PORTLAND, Oreg.— Today the Center for Biological Diversity filed a scientific petition with the U.S. Fish and Wildlife Service to protect the western gull-billed tern as an endangered species under the federal Endangered Species Act. The western gull-billed tern has only two breeding sites in the United States. At one of them, San Diego Bay National Wildlife Refuge, it is immediately threatened by a Fish and Wildlife Service plan to reduce its population by destroying eggs. The control effort is intended to protect two other endangered seabirds: the western snowy plover and the California least tern.

“The Center strongly supports the conservation of all three of these endangered birds,” said Tierra Curry, a conservation biologist with the Center for Biological Diversity. “The western gull-billed tern is endangered and needs the same protections afforded the plover and least tern.”

In the United States and Mexico, there are roughly 1,000 to 2,000 western gull-billed terns, 5,000 snowy plovers, and 14,000 California least terns. On the Bay Refuge, there are roughly 100 adult gull-billed terns, four adult plovers, and 160 adult least terns. Western gull-billed terns do prey on plover and least tern chicks, but they are not the only threat facing these species and they themselves are highly endangered.

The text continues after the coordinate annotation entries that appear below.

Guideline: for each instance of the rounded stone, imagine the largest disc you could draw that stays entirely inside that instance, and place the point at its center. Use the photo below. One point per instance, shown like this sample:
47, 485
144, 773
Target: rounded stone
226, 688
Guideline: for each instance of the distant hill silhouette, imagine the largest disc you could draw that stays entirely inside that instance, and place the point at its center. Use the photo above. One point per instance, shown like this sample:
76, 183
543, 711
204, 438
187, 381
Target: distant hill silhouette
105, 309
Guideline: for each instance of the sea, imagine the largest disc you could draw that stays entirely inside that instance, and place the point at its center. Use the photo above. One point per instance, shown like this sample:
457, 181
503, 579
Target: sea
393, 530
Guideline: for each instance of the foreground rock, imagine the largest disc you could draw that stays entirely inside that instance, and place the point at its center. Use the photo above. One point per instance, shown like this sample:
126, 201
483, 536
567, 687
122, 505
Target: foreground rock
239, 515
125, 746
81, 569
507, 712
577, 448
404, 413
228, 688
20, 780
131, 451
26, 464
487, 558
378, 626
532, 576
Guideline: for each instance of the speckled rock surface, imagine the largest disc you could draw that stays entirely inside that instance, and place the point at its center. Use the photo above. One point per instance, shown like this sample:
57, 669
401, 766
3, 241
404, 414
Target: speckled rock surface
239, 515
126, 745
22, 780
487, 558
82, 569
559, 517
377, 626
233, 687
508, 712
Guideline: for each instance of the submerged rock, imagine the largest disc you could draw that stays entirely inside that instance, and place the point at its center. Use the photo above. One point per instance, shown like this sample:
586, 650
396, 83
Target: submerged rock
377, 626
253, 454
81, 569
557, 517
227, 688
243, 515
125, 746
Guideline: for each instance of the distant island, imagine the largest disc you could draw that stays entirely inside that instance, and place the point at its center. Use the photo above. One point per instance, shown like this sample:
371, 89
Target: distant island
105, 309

“With only four adults, we understand the concern for this very small population of western snowy plovers and we are actively engaged in rangewide efforts to protect this highly endangered species,” said Curry. “We acknowledge the impact of predation on the refuge; the real problem for the plover and both the tern species, however, is habitat destruction.”

The Refuge proposes to destroy all of the eggs in more than 40 percent of the gull-billed terns’ nests by coating them in corn oil or by other methods. The western gull-billed tern is less abundant, and has fewer breeding sites, than the two listed endangered seabird species, and does not pose a significant rangewide threat to either of them. “It is the job of Fish and Wildlife Service to protect this rare tern, not to push it closer to extinction,” said Curry.

Other threats to the gull-billed tern include falling water levels and pollution at the Salton Sea, predation, human intrusion at nesting locations, and the killing of adults to prevent collisions with naval aircraft in San Diego Bay. In Mexico, where the western gull-billed tern has 12 breeding sites, it is threatened by habitat development and disturbance, flooding, and the killing of foraging adults at commercial shrimp farms. The western gull-billed tern is a stout, white, medium-sized, black-capped seabird with a black bill and black legs and feet.

The U.S. Fish and Wildlife Service has 90 days to determine whether the petition presents substantial scientific information to warrant Endangered Species Act protection for the western gull-billed tern, and one year to determine if the bird warrants protection as an endangered subspecies.